For purposes hereof, a “change in control” means the following and shall be deemed to occur if any of the following events occurs:

(a) Any person, entity or group, within the meaning of Section 13(d) or 14(d) of the Securities Exchange Act of 1934 (the “Exchange Act”) but excluding the Company and its subsidiaries and any employee benefit or stock ownership plan of the Company or its subsidiaries and also excluding an underwriter or underwriting syndicate that has acquired the Company’s securities solely in connection with a public offering thereof (such person, entity or group being referred to herein as a “Person”) becomes the beneficial owner


(within the meaning of Rule 13d-3 promulgated under the Exchange Act) of 30% or more of either the then outstanding shares of Common Stock or the combined voting power of the Company’s then outstanding securities entitled to vote generally in the election of directors; or

(b) Individuals who, as of the effective date hereof, constitute the Board of Directors of the Company (the “Incumbent Board”) cease for any reason to constitute at least a majority of the Board of Directors of the Company, provided that any individual who becomes a director after the effective date hereof whose election, or nomination for election by the Company’s shareholders, is approved by a vote of at least a majority of the directors then comprising the Incumbent Board shall be considered to be a member of the Incumbent Board unless that individual was nominated or elected by any Person having the power to exercise, through beneficial ownership, voting agreement and/or proxy, 20% or more of either the outstanding shares of Common Stock or the combined voting power of the Company’s then outstanding voting securities entitled to vote generally in the election of directors, in which case that individual shall not be considered to be a member of the Incumbent Board unless such individual’s election or nomination for election by the Company’s shareholders is approved by a vote of at least two-thirds of the directors then comprising the Incumbent Board; or

(c) Consummation by the Company of the sale or other disposition by the Company of all or substantially all of the Company’s assets or a reorganization or merger or consolidation of the Company with any other person, entity or corporation, other than

(i) a reorganization or merger or consolidation that would result in the voting securities of the Company outstanding immediately prior thereto (or, in the case of a reorganization or merger or consolidation that is preceded or accomplished by an acquisition or series of related acquisitions by any Person, by tender or exchange offer or otherwise, of voting securities representing 5% or more of the combined voting power of all securities of the Company, immediately prior to such acquisition or the first acquisition in such series of acquisitions) continuing to represent, either by remaining outstanding or by being converted into voting securities of another entity, more than 50% of the combined voting power of the voting securities of the Company or such other entity outstanding immediately after such reorganization or merger or consolidation (or series of related transactions involving such a reorganization or merger or consolidation), or

(ii) a reorganization or merger or consolidation effected to implement a recapitalization or reincorporation of the Company (or similar transaction) that does not result in a material change in beneficial ownership of the voting securities of the Company or its successor; or

(d) Approval by the shareholders of the Company or an order by a court of competent jurisdiction of a plan of liquidation of the Company.

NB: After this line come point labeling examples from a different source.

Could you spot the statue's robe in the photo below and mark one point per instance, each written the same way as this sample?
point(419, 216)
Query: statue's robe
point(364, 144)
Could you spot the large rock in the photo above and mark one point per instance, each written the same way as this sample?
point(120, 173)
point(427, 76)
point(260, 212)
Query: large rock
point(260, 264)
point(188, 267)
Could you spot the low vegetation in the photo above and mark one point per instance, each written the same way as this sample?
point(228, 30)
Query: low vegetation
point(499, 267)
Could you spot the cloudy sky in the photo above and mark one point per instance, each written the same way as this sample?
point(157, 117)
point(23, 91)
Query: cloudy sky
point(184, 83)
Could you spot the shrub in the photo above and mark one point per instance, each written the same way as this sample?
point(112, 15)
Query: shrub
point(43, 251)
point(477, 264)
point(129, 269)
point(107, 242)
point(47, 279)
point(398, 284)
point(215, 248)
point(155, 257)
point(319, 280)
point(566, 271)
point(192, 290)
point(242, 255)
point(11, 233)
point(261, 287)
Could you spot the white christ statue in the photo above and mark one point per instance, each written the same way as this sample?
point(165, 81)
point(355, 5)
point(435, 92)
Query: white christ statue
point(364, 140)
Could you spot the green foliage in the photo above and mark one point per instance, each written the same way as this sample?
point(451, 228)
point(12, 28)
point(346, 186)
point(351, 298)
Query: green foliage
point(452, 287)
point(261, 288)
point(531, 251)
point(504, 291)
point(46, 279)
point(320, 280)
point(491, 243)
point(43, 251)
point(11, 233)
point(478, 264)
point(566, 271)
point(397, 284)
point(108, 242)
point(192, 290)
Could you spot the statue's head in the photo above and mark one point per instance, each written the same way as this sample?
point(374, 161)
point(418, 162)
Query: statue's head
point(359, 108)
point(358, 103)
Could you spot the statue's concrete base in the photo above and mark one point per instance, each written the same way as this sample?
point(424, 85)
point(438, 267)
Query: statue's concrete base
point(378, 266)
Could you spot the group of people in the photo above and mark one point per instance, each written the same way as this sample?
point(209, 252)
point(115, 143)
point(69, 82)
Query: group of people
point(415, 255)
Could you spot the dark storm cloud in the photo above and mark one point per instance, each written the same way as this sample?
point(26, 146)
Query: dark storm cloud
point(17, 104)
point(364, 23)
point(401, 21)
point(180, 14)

4. Determination by the Board. To the extent that the foregoing adjustments relate to stock or securities of the Company, such adjustments shall be made by the Board, whose determination in that respect shall be final, binding and conclusive. The grant of an option or other award pursuant to the Plan shall not affect in any way the right or power of the Company to make adjustments, reclassifications, reorganizations or changes of its capital or business structure or to merge or to consolidate or to dissolve, liquidate or sell, or transfer all of any part of its business or assets.